On the societal risks front, Joanna Bryson, a professor of ethics and technology at the Hertie School of Governance in Berlin, Germany, says penetrative AI’s attempts to use error-prone LLMs to interpret sensor data could lead to biases, unfairness, and unjust, discriminatory outcomes. “For someone to replace humans with a similar system, it would have to be both more resilient and at least as innovative,” Bryson says, and going on current LLM performance, that’s “very unlikely” to be the case, she adds.
“It sounds like something that would just absolutely break justice.”
In the computer security arena, however, Bruce Schneier, a cryptographer and electronic privacy engineer at the Berkman Klein Center for Internet & Society at Harvard University, and a board member at the Electronic Frontier Foundation, thinks it’s a bit too early to judge penetrative AI just yet.
“There’s always a worry when you have a new automatic thing, but don’t forget people get a lot wrong, too. Like everything else in tech, it’ll be mediocre to start, and it’ll get better over the years.
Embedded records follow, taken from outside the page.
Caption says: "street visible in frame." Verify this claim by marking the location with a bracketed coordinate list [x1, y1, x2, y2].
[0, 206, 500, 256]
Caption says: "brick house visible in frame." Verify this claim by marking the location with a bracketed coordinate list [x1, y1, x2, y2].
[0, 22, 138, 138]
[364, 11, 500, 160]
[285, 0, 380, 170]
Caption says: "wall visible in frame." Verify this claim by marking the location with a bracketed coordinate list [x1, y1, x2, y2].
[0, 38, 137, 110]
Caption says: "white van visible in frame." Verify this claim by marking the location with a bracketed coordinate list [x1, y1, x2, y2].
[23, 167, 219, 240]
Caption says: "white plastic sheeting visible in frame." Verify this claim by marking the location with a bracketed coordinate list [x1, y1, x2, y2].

And eventually it’ll be good. Would I hook it up to a police drone today? Probably not. But they’re not doing that. They’re basically testing, and it seems like a really clever, interesting idea,” Schneier says.
“In any case, you can’t just put an LLM in front of a heart monitor and give it to a patient. There’s going to be years of certification and testing, in enormous FDA approval processes, before anything like that can happen.”
Paul Marks is a technology journalist, writer, and editor based in London, U.K.